Oft wurden Schanelec die an Bresson erin­nernden Close-ups, die die ganze Handlung im Körper-Fragment zu erzählen wissen, als Manie­rismen vorge­halten. Mit der Ödipus-Sage macht sie sie zum notwen­digen, ästhe­ti­schen Prinzip.

Noch immer spricht kaum einer ein Wort, es ist auch keine Musik zu hören, während sich im Hinter­grund pracht­voll der Horizont über dem Meer auftut. Ein Schrei löst sich aus der Stille. Lose flicht sich ein neuer Hand­lungs­strang in die Textur des Films, Auftitt der wunder­baren Agathe Bonitzer als Gefäng­nis­wär­terin Iro, durch­ge­drückter Rücken, Dutt. Bonitzer, die man in Filmen von Damien Manivel (Isadoras Kinder) gesehen hat, ist auch Tänzerin. Mit ihrer strengen Präsenz akzen­tu­iert sie noch einmal mehr die Tragik des Körper­li­chen dieser Ödipus-Phantasie.

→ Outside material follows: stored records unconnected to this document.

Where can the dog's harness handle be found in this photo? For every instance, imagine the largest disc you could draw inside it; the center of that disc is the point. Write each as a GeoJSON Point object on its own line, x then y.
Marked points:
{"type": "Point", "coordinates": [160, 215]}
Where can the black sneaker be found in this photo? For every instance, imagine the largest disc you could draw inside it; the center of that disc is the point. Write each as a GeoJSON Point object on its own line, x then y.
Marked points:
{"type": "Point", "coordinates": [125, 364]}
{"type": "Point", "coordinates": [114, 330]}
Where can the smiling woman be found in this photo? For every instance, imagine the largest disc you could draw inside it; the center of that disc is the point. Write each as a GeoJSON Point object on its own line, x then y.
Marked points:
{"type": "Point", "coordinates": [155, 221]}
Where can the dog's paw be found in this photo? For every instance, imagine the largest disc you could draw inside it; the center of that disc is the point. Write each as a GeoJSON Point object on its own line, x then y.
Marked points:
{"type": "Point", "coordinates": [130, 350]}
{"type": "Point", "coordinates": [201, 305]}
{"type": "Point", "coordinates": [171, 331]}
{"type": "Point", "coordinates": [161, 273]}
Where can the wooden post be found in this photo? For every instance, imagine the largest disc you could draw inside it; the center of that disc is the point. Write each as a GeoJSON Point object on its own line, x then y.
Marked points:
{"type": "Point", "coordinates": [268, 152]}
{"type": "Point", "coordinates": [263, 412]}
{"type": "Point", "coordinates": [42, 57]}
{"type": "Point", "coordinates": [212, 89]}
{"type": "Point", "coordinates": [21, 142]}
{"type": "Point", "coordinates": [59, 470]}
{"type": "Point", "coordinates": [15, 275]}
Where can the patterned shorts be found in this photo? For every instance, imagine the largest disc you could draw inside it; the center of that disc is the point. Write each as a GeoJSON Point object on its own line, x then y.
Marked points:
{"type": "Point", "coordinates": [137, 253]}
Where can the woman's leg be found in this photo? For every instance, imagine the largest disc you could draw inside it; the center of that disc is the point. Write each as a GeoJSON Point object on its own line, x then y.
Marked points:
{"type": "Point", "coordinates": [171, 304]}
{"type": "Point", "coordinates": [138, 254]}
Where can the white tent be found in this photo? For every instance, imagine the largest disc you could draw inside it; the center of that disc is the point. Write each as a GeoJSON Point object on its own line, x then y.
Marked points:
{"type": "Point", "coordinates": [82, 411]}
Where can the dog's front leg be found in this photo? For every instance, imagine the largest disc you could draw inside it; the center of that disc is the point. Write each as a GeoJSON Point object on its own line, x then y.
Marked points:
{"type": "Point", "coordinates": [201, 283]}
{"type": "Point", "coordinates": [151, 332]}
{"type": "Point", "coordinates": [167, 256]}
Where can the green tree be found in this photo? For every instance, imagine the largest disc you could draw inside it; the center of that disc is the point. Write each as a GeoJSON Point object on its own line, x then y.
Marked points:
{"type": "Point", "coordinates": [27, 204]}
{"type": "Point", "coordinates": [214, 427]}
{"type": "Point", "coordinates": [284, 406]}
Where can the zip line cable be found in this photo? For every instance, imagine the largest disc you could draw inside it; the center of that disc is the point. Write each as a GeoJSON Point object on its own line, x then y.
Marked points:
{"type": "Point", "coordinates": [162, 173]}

Sie ist es dann auch, die auf dem tragbaren Kasset­ten­re­korder auf »Play« drückt, endlich ist sie da, die Musik. Ihre barocke Playlist: Monte­verdi, Bach, Pergolesi, Vivaldi, Purcell, Scarlatti, Händel. Die Musik legt sich über die Bilder der Körper, der schau­enden Menschen. Eine Maus wird mit bloßen Händen gefangen, wieder frei gelassen. Zum ersten Mal dann auch eine lange Passage mit einer mensch­li­chen Stimme, sie singt grie­chisch vom Mond, der Sonne, dem toten Fluss. Über­la­gert die Szenen der Tisch­tennis spie­lenden Gefäng­nis­wär­te­rinnen, begleitet Iro in den Super­markt, wo sie Wasser kauft. Die Musik leiht Ion die Sprache, er wird sich im Singen arti­ku­lieren. In tragi­scher Weise werden sich Ion und Iro verbinden.

Schanelec erzählt in einem laby­rin­thi­schen und ellip­ti­schen Pfad sehr sinnlich und sehr physisch von der alten Ödipus-Saga als tiefem und rätsel­haftem Bezie­hungs­ge­flecht zwischen den Menschen. Wer sich darauf einlässt, wer sich der Natur und den Körpern der Schau­spieler übergibt, wer sich ganz der Atmo­s­phäre und den Geräu­schen vom Wind und dem Wasser überlässt, wer die Stille aushalten kann, auch die Stille größter Hand­lungs­armut und größter Tragik, der wird einen hypno­ti­schen Filmfluss und tiefes Kino-Glück erfahren.